README
Author: Rares Vernica <rares (at) ics.uci.edu>
Table of Contents
1 Copyright
Copyright 2010-2011 The Regents of the University of California
Licensed under the Apache License, Version 2.0 (the "License"); you may not use this file except in compliance with the License. You may obtain a copy of the License at
http://www.apache.org/licenses/LICENSE-2.0
Unless required by applicable law or agreed to in writing, software distributed under the License is distributed on an "AS IS"; BASIS, WITHOUT WARRANTIES OR CONDITIONS OF ANY KIND, either express or implied. See the License for the specific language governing permissions and limitations under the License.
2 Overview
This guide describes how to use the source code developed for the study in:
Efficient Parallel Set-Similarity Joins Using MapReduce. Rares Vernica, Michael J. Carey, Chen Li SIGMOD 2010
3 Quick Start
The only requirement for running the code is a Hadoop cluster. It does not have to be a full-fledged cluster, a single-node pseudo-distributed installation of Hadoop is enough. For more details about starting a Hadoop cluster please see http://hadoop.apache.org/common/docs/current/quickstart.html The code works with Hadoop version 0.17 or higher.
3.1 Build
$ cd fuzzyjoin-hadoop fuzzyjoin-hadoop$ ant
3.2 Self-join
Here are the steps to perform a self-join on a small sample of the DBLP dataset. We use 100 DBLP entries, title and authors as the join attributes, Jaccard similarity and a 0.5 similarity threshold.
3.2.1 Upload raw data
fuzzyjoin-hadoop$ hadoop fs -put \ ../data/dblp-small/raw-000 dblp-small/raw-000
The file dblp-small.raw.txt contains one record per line. On each
line the fields are separated by ":" and contain DBLP id,
publication title, authors (concatenated with " ") and other
information available about the publication (concatenated with " ").
3.2.2 Generate records
fuzzyjoin-hadoop$ hadoop jar target/fuzzyjoin-hadoop-0.0.2.jar \ recordbuild -conf src/main/resources/fuzzyjoin/dblp.quickstart.xml
This job assigns unique record-IDs to each record. The RIDs are integers and are appended in front of each record.
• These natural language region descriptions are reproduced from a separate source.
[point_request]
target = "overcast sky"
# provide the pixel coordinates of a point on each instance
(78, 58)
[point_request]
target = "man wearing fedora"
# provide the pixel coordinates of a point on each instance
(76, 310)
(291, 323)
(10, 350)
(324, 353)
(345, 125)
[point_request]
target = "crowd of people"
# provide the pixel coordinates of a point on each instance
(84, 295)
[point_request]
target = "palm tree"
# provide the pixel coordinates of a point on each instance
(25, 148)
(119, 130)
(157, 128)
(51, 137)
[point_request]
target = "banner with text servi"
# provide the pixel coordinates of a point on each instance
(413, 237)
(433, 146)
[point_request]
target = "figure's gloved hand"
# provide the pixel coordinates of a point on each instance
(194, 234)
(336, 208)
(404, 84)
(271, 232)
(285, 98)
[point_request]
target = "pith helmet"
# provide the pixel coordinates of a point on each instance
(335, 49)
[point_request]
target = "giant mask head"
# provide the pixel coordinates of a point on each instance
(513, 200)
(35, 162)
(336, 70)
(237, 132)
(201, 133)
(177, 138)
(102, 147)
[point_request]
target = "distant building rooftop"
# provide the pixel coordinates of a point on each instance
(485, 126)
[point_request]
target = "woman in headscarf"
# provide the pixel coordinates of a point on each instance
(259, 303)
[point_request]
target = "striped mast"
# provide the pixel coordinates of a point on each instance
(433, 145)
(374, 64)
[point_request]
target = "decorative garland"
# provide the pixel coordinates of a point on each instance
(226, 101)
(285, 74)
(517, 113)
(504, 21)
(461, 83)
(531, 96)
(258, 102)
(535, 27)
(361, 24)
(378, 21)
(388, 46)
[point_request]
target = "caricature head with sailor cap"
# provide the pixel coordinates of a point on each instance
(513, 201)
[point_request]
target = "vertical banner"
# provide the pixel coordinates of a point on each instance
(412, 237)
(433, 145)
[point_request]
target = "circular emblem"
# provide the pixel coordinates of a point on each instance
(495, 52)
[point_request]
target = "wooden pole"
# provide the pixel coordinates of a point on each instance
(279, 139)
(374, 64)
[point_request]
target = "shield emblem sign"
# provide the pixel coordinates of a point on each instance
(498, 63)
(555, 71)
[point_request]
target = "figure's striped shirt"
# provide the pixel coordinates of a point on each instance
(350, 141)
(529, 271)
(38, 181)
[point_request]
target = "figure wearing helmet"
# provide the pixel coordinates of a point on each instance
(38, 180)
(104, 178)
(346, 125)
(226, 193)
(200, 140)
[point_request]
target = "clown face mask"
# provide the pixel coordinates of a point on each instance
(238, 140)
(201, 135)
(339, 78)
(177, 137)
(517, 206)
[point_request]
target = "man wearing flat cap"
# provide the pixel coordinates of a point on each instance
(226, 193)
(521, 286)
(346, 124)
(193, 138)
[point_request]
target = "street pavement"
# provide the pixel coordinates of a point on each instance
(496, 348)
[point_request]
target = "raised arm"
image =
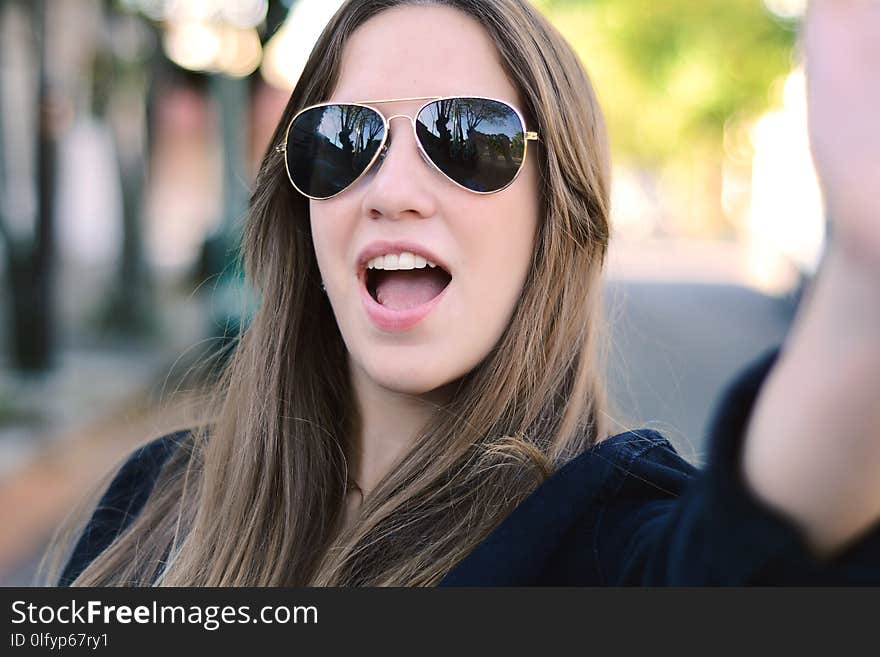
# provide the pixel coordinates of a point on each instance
(812, 448)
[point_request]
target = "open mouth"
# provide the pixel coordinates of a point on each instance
(403, 289)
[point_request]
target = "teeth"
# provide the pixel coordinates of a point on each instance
(404, 260)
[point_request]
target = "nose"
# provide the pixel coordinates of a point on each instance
(401, 183)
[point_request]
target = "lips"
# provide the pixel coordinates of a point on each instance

After this job, each record contains five fields: RID, DBLP id, title, authors, other information.
3.2.3 Balance records across nodes
fuzzyjoin-hadoop$ hadoop jar target/fuzzyjoin-hadoop-0.0.2.jar \ recordbalance -conf src/main/resources/fuzzyjoin/dblp.quickstart.xml
To skip this step, run:
fuzzyjoin-hadoop$ hadoop fs -mv \ dblp-small/recordsbulk-000 dblp-small/records-000
3.2.4 Run set-similarity self-join
fuzzyjoin-hadoop$ hadoop jar target/fuzzyjoin-hadoop-0.0.2.jar \ fuzzyjoin -conf src/main/resources/fuzzyjoin/dblp.quickstart.xml
This will run the three stages required to do fuzzy joins: token ordering (Tokens), kernel (RIDPairs), and record join (RecordPairs). It will use the basic alternative for each stage. In total it will run five Hadoop jobs (TokensBasic.phase1, TokenBasic.phase2, RIDPairsImproved, RecordPairsBasic.phase1, RecordPairsBasic.phase2).
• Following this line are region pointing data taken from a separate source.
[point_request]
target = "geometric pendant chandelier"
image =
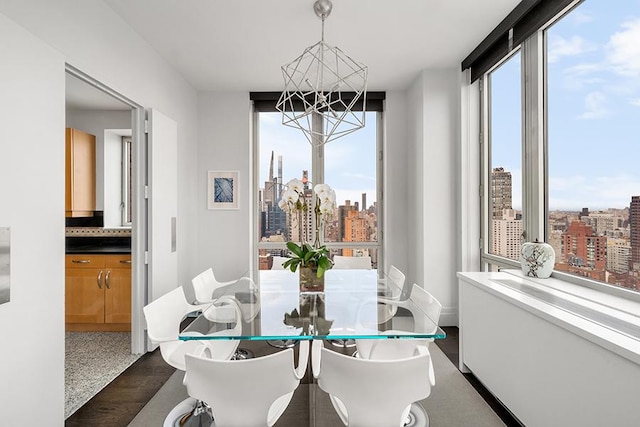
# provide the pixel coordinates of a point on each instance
(322, 82)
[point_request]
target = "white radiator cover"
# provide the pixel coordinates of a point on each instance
(542, 371)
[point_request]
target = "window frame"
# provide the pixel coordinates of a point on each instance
(535, 162)
(265, 102)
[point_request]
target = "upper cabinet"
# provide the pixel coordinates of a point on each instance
(80, 199)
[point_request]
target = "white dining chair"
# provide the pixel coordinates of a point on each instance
(202, 287)
(164, 316)
(278, 261)
(341, 262)
(372, 392)
(421, 300)
(246, 393)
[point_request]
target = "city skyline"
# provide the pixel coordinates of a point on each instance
(350, 166)
(594, 102)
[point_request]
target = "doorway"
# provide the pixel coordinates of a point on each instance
(115, 230)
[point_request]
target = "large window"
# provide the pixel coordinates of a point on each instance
(349, 165)
(505, 124)
(579, 119)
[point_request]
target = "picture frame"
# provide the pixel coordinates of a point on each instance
(222, 190)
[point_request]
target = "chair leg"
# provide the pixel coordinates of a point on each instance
(282, 343)
(190, 414)
(344, 343)
(417, 417)
(242, 354)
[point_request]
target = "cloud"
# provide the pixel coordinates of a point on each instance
(595, 107)
(560, 47)
(580, 17)
(595, 193)
(623, 50)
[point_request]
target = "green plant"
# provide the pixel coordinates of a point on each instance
(305, 255)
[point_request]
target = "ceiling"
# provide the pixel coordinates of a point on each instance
(240, 45)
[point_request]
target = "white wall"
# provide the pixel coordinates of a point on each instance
(32, 204)
(224, 240)
(224, 236)
(92, 38)
(396, 192)
(44, 35)
(433, 132)
(546, 374)
(108, 156)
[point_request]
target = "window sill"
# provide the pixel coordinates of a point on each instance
(569, 306)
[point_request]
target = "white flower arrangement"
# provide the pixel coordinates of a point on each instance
(294, 200)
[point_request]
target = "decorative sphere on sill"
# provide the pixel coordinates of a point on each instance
(537, 259)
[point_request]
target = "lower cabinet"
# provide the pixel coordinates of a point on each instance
(98, 293)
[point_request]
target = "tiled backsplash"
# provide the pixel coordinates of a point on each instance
(96, 231)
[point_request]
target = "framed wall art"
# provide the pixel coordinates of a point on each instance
(222, 192)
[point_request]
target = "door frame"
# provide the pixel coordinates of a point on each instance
(139, 226)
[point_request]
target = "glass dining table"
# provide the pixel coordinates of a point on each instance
(355, 304)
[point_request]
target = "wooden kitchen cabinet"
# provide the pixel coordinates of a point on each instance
(80, 177)
(98, 293)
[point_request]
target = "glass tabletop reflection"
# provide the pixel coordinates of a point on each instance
(355, 304)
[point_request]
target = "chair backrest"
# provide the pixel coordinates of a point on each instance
(396, 276)
(427, 302)
(352, 263)
(374, 393)
(164, 315)
(202, 286)
(242, 393)
(278, 261)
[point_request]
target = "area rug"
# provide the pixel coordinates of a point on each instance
(453, 402)
(93, 360)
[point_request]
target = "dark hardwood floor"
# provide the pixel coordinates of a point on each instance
(118, 403)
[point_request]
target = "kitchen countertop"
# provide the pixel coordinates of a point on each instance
(99, 249)
(98, 245)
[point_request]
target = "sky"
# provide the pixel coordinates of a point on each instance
(350, 162)
(594, 108)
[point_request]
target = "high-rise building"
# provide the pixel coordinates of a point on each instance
(273, 220)
(355, 229)
(580, 247)
(500, 192)
(618, 255)
(343, 212)
(506, 232)
(634, 232)
(301, 224)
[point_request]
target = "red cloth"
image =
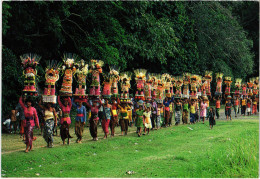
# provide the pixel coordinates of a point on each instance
(94, 110)
(218, 104)
(65, 110)
(29, 113)
(105, 124)
(254, 108)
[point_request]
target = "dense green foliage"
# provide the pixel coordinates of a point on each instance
(230, 150)
(173, 37)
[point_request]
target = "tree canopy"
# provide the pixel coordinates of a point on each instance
(172, 37)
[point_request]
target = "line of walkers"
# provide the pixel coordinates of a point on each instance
(144, 115)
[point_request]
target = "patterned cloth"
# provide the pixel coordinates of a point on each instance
(177, 116)
(113, 124)
(203, 111)
(79, 128)
(48, 131)
(185, 117)
(139, 120)
(158, 121)
(105, 124)
(28, 133)
(93, 126)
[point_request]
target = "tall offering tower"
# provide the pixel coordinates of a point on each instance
(125, 79)
(114, 78)
(186, 82)
(208, 77)
(51, 76)
(69, 70)
(29, 63)
(95, 70)
(219, 84)
(81, 74)
(228, 85)
(238, 86)
(140, 77)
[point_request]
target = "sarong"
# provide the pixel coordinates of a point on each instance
(48, 131)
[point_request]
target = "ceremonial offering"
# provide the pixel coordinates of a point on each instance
(193, 84)
(208, 78)
(186, 82)
(125, 79)
(51, 76)
(228, 85)
(140, 77)
(95, 70)
(168, 84)
(69, 70)
(114, 78)
(250, 87)
(106, 93)
(256, 86)
(178, 85)
(238, 85)
(29, 63)
(219, 84)
(81, 74)
(154, 84)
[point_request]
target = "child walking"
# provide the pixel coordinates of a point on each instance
(139, 117)
(212, 120)
(147, 119)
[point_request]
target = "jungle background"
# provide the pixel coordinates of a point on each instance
(172, 37)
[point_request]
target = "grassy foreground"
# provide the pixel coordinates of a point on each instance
(229, 150)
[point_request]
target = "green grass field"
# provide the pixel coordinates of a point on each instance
(231, 149)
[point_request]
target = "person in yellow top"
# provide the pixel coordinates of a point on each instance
(124, 117)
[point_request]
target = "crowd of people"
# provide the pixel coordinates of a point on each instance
(146, 116)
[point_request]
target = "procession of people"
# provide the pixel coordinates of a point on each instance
(160, 100)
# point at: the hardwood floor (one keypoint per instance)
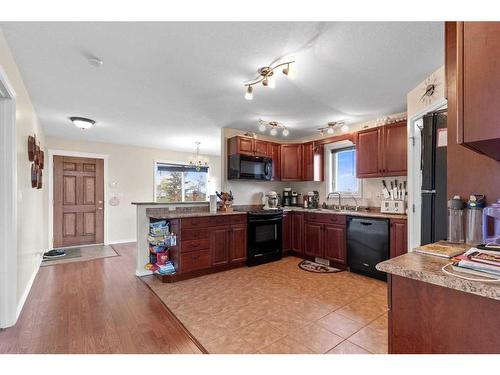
(97, 306)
Each stage can be run separately using different alternatives by
replacing fuzzyjoin in the above command with the name of the stage
and the alternative. For example, to run the one-phase token ordering
(TokensImproved), type:
fuzzyjoin-hadoop$ hadoop jar target/fuzzyjoin-hadoop-0.0.2.jar \ tokensimproved -conf src/main/resources/fuzzyjoin/dblp.quickstart.xml
To get the list with all the available stages and alternatives, type:
fuzzyjoin-hadoop$ hadoop jar target/fuzzyjoin-hadoop-0.0.2.jar
To see the results, type:
fuzzyjoin-hadoop$ hadoop fs -cat "dblp-small/recordpairs-000/part-*"
Each line contains a pair of records that fuzzy join and their
similarity. The format of the line is record 1;threshold;record2,
where record1 and record2 have the same format as described in
step 3.
3.3 R-S join
Here are the steps to perform a join between a small sample of the DBLP dataset and a small sample of the CITESEERX dataset. We use 100 DBLP entries and 100 CITESEERX entries, title and authors as the join attributes, Jaccard similarity and a 0.5 similarity threshold.
3.3.1 Upload raw data
fuzzyjoin-hadoop$ hadoop fs -put \ ../data/pub-small/raw.dblp-000 pub-small/raw.dblp-000 fuzzyjoin-hadoop$ hadoop fs -put \ ../data/pub-small/raw.csx-000 pub-small/raw.csx-000
The raw directory contains two files, one for each dataset.
3.3.2 Generate records
fuzzyjoin-hadoop$ hadoop jar target/fuzzyjoin-hadoop-0.0.2.jar \ recordbuild -conf src/main/resources/fuzzyjoin/pub.quickstart.xml \ -Dfuzzyjoin.data.suffix.input=dblp fuzzyjoin-hadoop$ hadoop jar target/fuzzyjoin-hadoop-0.0.2.jar \ recordbuild -conf src/main/resources/fuzzyjoin/pub.quickstart.xml \ -Dfuzzyjoin.data.suffix.input=csx
Each job generates records for one of the datasets.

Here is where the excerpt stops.